Arts Horizons has a variety of programs, including:
- Interactive live performances by professional artists from Broadway, Lincoln Center and around the world
- Artist in residence programs, custom-designed for your school, that make connections between the arts and the classroom curriculum
- Three	Professional development inspires teachers to introduce innovative, creative approaches in the classroom and implement state learning standards.

An example of an assembly provided by Arts Horizons is the Peter and the Wolf program. In this program, an actor tells the tale of Peter and the Wolf while a woodwind quintet plays the music of Prokofiev to bring the story to life. After the story, students have a chance to learn about the woodwind instruments that were used in the story, as well as other woodwind instruments, and hear other folk tales.

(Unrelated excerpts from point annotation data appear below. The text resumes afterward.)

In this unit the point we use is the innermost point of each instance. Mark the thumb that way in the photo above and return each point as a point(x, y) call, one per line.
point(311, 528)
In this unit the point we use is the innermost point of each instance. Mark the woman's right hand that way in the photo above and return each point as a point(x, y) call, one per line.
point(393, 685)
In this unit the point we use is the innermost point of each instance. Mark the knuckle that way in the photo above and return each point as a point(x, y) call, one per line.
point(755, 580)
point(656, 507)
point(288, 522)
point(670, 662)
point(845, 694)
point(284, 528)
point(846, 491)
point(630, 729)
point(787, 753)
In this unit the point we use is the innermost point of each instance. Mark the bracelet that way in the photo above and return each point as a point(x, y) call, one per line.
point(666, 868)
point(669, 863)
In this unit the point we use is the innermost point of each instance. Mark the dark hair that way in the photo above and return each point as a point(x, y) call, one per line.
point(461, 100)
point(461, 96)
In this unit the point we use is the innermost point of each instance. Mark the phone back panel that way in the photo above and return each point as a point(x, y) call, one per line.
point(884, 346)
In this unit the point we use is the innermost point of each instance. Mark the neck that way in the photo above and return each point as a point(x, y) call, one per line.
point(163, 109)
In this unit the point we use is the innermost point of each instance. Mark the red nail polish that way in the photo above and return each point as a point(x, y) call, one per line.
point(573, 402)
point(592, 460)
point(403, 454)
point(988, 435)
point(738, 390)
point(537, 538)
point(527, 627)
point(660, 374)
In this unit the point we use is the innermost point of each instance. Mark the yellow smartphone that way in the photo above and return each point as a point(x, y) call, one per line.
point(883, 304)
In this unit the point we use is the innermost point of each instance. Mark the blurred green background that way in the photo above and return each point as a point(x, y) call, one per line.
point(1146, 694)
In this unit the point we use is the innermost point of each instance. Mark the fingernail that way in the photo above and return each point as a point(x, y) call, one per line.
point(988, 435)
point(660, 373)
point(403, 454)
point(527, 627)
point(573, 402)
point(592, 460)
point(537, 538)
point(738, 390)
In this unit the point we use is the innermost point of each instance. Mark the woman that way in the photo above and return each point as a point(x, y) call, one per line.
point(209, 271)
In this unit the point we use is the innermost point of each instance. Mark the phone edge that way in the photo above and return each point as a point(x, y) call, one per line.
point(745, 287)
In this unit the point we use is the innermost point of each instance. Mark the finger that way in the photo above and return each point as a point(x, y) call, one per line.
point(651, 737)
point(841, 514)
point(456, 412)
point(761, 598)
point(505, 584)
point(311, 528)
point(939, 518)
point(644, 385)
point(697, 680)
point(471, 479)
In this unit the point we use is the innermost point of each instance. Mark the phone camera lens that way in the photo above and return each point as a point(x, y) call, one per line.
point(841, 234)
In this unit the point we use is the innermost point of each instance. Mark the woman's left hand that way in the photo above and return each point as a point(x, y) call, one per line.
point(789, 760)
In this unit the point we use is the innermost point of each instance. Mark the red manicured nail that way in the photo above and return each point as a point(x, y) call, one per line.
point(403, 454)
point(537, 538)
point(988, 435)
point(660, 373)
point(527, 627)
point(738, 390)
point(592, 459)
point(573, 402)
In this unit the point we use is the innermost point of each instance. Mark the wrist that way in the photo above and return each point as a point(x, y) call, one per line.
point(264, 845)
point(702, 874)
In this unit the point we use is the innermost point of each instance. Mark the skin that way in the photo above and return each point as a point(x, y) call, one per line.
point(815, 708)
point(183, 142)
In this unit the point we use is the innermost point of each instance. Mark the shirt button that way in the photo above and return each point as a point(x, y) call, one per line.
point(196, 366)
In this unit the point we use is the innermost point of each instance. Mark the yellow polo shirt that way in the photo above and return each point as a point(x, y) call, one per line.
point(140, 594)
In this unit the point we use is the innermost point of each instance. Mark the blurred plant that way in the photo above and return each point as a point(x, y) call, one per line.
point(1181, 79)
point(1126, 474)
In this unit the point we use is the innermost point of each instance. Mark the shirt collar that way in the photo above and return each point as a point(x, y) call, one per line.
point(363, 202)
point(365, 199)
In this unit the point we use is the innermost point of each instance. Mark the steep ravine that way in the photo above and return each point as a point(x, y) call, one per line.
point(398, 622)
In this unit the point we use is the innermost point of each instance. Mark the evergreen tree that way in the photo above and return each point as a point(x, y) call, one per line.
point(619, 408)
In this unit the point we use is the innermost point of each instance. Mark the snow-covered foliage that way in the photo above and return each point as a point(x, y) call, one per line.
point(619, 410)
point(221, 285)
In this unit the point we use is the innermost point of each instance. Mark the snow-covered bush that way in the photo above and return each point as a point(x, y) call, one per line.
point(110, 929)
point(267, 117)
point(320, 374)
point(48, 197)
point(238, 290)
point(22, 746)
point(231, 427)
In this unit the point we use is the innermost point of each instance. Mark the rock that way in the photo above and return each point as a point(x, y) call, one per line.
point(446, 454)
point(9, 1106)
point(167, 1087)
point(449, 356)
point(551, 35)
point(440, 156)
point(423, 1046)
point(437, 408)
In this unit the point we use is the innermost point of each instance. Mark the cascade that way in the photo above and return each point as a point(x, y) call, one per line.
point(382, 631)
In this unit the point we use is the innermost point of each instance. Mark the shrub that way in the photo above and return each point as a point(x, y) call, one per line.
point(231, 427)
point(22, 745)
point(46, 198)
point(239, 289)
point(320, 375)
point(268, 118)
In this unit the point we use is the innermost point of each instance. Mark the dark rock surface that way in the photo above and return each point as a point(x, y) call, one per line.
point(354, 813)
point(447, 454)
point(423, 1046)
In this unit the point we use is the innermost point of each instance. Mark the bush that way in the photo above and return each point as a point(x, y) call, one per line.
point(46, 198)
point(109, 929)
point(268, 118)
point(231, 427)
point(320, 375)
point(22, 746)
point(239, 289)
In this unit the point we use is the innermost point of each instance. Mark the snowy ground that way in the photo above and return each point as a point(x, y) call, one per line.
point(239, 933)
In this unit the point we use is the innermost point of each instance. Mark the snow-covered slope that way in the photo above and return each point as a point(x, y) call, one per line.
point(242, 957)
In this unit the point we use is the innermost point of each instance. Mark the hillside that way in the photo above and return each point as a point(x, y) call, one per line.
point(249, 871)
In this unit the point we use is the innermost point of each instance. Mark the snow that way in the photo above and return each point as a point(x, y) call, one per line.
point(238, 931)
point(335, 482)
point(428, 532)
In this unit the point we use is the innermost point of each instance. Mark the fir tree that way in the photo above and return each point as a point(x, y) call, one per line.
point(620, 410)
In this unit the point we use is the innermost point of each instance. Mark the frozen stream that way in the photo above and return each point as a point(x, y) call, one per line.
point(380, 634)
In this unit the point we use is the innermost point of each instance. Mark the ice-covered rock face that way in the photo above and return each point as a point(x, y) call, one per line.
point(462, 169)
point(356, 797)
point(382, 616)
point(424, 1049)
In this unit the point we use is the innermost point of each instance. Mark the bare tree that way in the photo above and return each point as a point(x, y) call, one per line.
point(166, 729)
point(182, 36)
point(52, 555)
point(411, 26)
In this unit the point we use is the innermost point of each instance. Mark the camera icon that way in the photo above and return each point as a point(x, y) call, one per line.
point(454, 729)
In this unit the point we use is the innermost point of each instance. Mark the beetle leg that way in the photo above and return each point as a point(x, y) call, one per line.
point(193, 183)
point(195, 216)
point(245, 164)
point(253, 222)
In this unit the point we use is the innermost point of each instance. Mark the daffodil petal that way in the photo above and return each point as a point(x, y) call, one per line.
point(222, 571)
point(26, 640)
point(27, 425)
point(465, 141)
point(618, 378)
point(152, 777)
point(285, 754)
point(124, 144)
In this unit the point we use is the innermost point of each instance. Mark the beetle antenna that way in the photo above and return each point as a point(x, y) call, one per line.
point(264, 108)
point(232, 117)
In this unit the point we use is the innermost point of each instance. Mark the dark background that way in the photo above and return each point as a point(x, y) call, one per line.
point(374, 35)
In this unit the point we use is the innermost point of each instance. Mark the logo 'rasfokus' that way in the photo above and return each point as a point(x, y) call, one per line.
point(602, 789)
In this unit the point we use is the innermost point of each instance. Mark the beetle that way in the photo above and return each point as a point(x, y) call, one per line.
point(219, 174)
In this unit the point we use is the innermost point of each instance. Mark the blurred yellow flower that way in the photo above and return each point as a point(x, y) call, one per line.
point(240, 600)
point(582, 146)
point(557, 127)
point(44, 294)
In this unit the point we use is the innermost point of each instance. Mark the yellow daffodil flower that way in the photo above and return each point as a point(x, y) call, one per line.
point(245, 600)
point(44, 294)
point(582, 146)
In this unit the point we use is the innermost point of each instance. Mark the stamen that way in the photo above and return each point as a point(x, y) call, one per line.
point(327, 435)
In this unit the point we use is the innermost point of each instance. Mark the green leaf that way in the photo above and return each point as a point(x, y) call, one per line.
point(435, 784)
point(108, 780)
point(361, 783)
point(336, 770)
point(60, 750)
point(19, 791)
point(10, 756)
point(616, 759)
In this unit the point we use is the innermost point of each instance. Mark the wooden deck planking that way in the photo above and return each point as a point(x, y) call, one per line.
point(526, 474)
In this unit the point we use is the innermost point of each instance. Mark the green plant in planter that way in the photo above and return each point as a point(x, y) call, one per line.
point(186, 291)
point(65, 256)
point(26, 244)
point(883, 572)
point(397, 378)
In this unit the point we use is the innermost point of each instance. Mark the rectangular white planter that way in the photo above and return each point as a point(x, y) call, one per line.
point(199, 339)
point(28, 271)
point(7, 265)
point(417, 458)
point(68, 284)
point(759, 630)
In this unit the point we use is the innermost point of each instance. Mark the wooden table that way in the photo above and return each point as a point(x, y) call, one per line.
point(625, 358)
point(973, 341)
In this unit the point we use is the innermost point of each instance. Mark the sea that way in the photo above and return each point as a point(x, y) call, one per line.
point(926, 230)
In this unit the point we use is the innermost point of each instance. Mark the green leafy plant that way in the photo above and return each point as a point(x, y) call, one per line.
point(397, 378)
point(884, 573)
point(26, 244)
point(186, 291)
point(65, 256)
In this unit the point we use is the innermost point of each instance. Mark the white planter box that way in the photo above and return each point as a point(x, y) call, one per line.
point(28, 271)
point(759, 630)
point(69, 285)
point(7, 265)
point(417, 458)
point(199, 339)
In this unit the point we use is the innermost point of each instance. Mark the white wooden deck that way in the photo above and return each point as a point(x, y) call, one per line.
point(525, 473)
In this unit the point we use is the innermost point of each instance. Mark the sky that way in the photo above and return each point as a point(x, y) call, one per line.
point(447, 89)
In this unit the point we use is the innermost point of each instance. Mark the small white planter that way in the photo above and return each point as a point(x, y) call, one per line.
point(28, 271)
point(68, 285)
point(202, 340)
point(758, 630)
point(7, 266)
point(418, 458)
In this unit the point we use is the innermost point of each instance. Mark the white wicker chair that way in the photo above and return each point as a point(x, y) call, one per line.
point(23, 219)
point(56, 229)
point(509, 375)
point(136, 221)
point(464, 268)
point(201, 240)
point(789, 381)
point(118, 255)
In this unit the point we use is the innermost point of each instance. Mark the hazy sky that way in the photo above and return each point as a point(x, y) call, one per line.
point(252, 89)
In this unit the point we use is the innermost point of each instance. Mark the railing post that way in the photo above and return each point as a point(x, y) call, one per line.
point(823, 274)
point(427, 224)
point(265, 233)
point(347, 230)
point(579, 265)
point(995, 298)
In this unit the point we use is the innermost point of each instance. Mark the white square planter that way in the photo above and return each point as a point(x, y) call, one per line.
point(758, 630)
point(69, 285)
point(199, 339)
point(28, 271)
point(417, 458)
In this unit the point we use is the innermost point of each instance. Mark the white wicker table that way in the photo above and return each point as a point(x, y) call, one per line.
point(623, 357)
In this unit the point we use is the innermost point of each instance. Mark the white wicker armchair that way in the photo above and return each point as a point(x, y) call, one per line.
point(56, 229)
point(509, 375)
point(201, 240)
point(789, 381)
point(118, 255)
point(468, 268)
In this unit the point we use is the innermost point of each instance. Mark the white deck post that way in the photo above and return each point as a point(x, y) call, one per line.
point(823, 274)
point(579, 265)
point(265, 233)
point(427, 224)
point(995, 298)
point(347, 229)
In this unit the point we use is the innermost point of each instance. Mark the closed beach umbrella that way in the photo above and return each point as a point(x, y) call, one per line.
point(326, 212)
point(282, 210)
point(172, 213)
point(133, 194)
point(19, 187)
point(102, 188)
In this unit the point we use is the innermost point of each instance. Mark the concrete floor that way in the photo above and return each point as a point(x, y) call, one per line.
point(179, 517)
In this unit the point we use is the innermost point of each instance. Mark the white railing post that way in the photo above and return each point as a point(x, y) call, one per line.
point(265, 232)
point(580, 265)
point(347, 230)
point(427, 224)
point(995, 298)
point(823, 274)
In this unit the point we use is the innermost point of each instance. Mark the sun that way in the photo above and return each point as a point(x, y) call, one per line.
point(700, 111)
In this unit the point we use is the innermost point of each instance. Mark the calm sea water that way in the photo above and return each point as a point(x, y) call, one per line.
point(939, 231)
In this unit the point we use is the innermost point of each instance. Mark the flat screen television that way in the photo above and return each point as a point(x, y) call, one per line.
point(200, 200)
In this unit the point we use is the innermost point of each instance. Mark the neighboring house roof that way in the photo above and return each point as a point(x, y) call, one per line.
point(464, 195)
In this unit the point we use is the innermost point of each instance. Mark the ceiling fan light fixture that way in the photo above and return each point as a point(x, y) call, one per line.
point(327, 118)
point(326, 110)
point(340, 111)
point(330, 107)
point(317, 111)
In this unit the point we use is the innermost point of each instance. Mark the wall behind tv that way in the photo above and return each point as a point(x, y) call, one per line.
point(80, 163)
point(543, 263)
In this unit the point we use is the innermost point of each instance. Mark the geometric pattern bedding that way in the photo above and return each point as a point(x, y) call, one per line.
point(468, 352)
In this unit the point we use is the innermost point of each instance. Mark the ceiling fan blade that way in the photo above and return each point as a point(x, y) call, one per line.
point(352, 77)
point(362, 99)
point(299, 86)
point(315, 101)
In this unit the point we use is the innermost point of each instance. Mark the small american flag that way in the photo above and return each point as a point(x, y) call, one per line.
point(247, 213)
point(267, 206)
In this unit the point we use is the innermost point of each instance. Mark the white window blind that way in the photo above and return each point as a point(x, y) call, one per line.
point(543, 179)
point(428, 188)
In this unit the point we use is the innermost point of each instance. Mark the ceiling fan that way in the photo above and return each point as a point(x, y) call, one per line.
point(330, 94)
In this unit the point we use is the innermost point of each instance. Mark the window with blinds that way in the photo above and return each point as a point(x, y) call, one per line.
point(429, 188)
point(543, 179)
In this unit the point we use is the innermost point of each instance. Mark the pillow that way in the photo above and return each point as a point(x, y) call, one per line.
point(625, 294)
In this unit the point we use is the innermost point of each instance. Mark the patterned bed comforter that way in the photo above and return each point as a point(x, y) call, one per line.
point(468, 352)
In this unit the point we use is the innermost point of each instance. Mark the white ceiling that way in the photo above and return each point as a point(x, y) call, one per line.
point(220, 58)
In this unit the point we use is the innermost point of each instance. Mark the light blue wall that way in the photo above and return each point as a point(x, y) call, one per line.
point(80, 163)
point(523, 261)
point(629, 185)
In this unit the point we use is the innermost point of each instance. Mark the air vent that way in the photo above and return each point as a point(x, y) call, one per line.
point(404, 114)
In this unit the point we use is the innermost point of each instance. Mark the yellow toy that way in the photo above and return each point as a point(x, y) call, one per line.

== Effects of music on education ==
CETA has concrete evidence on the following:
- Rising student test scores on the state exams. For example, Fort Hunt Elementary progressed from "not being accredited" to being "provisionally accredited" to being "fully accredited" within the course of three years.
- Fewer student disciplinary referrals to the office.
- Higher attendance rates.
- Anecdotes by teachers about student learning in the arts.

There have been many studies on the use of music to aid in teaching, as well as how an individual who plays music fares in their education. Results show that using music when teaching children to read, for example, can help children learn how to read and give lasting results. A study on elementary students even showed that students with music training have overall better verbal memory, compared to the memory of those students of the same demographic without music training.